Other U.S. cities have tried and ultimately failed to tax sugary drinks. Among them have been Richmond, California, across the bay from San Francisco, where a penny-an-ounce tax was defeated after a multimillion-dollar campaign by the American Beverage Association.

San Francisco's plan, which was approved on Tuesday night by a 6-4 vote of the board of supervisors, would be applied to any nonalcoholic, sweetened drink with more than 25 calories per 12 ounces.

"I think the nation is watching what happens here," said John Maa, a surgeon on the board of directors at two organizations that support the measure, San Francisco Medical Society and American Heart Association. "It has been referred to as a last stand."

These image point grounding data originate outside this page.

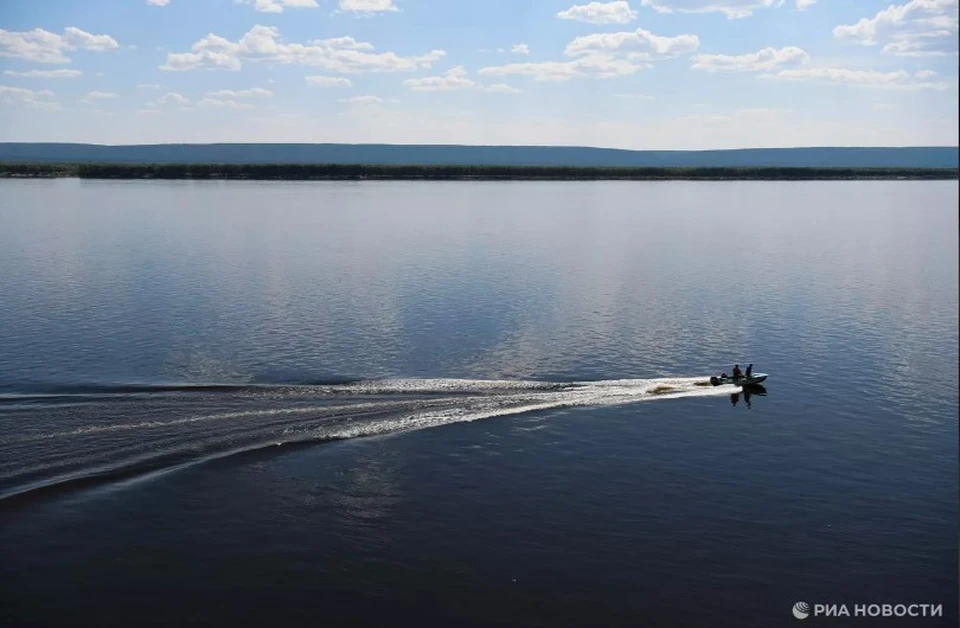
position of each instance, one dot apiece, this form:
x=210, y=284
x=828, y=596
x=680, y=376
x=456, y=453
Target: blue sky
x=642, y=74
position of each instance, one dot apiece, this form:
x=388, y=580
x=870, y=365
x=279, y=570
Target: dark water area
x=228, y=403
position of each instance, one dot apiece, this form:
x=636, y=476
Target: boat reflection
x=748, y=392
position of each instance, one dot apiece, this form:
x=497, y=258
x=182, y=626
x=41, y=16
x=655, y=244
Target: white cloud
x=242, y=93
x=766, y=59
x=368, y=7
x=919, y=28
x=42, y=46
x=328, y=81
x=641, y=39
x=173, y=98
x=455, y=79
x=600, y=13
x=45, y=73
x=277, y=6
x=27, y=97
x=228, y=104
x=896, y=80
x=591, y=66
x=263, y=43
x=733, y=9
x=362, y=100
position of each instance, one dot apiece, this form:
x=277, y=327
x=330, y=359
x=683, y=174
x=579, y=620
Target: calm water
x=213, y=395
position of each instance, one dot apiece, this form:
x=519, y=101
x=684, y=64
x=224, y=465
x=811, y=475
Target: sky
x=638, y=74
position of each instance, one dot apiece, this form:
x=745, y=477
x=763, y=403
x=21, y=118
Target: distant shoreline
x=353, y=172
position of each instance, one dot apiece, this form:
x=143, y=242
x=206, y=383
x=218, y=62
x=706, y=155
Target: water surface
x=159, y=340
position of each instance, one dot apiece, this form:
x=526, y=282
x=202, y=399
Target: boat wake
x=53, y=438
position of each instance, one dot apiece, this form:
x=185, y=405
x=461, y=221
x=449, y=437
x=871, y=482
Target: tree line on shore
x=441, y=172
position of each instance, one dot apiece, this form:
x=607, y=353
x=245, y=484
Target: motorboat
x=753, y=380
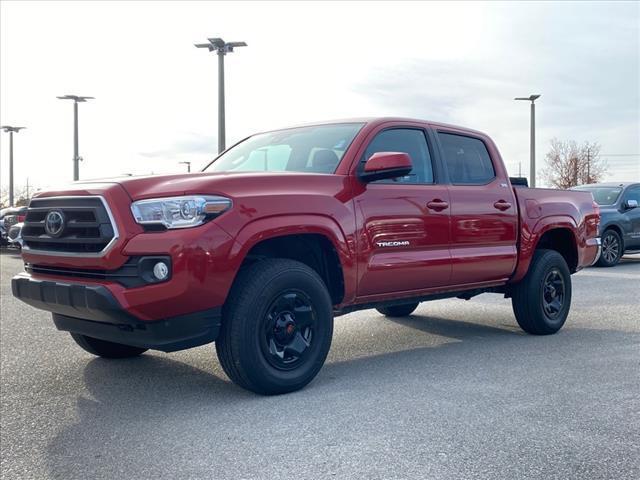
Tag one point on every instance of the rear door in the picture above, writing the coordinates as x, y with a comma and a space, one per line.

But Roger Salazar a spokesperson with Coalition for an Affordable City: Stop Unfair Beverages Taxes, a project of the American Beverage Association, said that if the city wants to educate people about health issues it should do so without taxing the most needy.  

  "Taxing sugar sweetened beverages won't alter lifestyle," Salazar said. "All it really does is impact the very people that are struggling to get by in San Francisco at a time when they can least afford it."

  San Francisco's office of economic analysis estimates that the tax would bring in $35 to $54 million per year and, if it's passed directly on to consumers, as expected, it could reduce consumption by 31 percent.

Income from the tax would go towards funding city programs to improve food access, health and nutrition.